5. Bus nach Anspruch 4, dadurch gekennzeichnet, daß die gewebten Glasfasermatten derart angeordnet sind, daß die Fasern geneigt, vorzugsweise unter einem Winkel von im wesentlichen 45º, bezüglich der Längsrichtung des Überrollbügels (1) verlaufen.
6. Bus nach einem der vorhergehenden Ansprüche, dadurch gekennzeichnet, daß das untere Ende des Überrollbügels (1) an den anderen Abschnitten des Busses an wenigstens zwei voneinander beabstandeten Stellen an beiden Seiten des Busses angebracht ist, die übereinander angeordnet sind, wobei die Anbringung derart ist, daß das untere Ende nicht in einer Querebene bezüglich des Busses schwenken kann.
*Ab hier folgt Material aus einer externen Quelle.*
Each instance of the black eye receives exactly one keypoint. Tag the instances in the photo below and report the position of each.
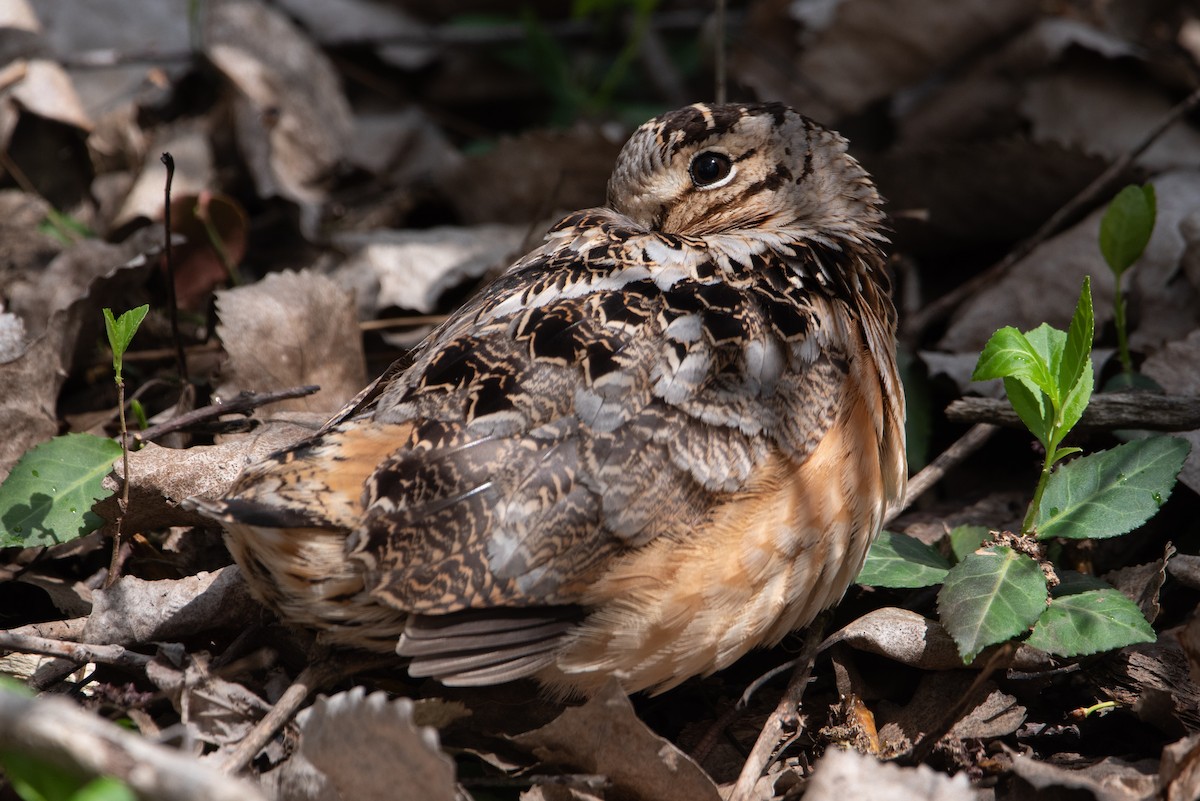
(709, 168)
7. Bus nach einem der vorhergehenden Ansprüche, dadurch gekennzeichnet, daß der Überrollbügel (1) mit Befestigungselementen ausgestattet ist, die integral mit dem Überrollbügel (1) ausgebildet worden sind.
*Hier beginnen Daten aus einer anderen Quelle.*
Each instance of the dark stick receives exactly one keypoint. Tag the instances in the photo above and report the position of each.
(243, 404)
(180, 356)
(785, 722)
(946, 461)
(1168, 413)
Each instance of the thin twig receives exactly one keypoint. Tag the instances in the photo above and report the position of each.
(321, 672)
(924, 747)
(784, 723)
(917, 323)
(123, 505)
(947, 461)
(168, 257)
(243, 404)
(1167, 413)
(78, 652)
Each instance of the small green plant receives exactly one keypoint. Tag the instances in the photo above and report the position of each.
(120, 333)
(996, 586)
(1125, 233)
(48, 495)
8. Bus nach Anspruch 7, dadurch gekennzeichnet, daß die Befestigungselemente eine Kante (20) umfassen, die sich in Fahrtrichtung des Busses erstreckt.
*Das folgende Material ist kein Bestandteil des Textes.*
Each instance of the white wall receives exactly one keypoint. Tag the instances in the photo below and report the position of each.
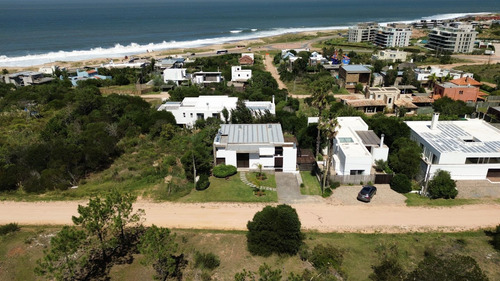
(289, 159)
(230, 156)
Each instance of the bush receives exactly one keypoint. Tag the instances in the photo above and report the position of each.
(442, 186)
(401, 183)
(8, 228)
(222, 170)
(274, 230)
(207, 261)
(202, 182)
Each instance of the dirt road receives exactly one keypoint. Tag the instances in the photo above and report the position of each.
(322, 217)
9. Bus nach einem der vorhergehenden Ansprüche, dadurch gekennzeichnet, daß ein Überrollbügel (1), der als ein Montagerahmen für die Vorderseite des Busses funktioniert, nahe der Vorderseite des Busses vorliegt, wobei Abschnitte der Vorderseite des Busses am Überrollbügel (1) angebracht werden können, bevor der Überrollbügel (1) mit den daran angebrachten Abschnitten mit den anderen Abschnitten des Busses als eine vorgefertigte Einheit verbunden wird.
10. Bus nach einem der vorhergehenden Ansprüche, dadurch gekennzeichnet, daß ein Überrollbügel (1), der integral mit dem dreidimensional gekrümmten plattenförmigen Abschnitt ist, der im wesentlichen die Rückseite des Busses bildet, nahe der Rückseite des Busses vorliegt.
11. Überrollbügel, wie er in einem der vorhergehenden Ansprüche definiert ist.
12. Verfahren zum Montieren eines Busses, dadurch gekennzeichnet, daß Abschnitte der Vorderseite des Busses mit einem Überrollbügel (1) nach Anspruch 11 verbunden werden, der als ein Montagerahmen funktioniert, bevor der Überrollbügel (1) mit den anderen daran an¬ gebrachten Abschnitten an den anderen Abschnitten des Busses angebracht wird.
13. Verfahren zum Montieren eines Busses, dadurch gekennzeichnet, daß die Rückseite des Busses integral mit einem Überrollbügel (1) nach Anspruch 11 ausgebildet wird, bevor die Rückseite an den anderen Abschnitte des Busses angebracht wird.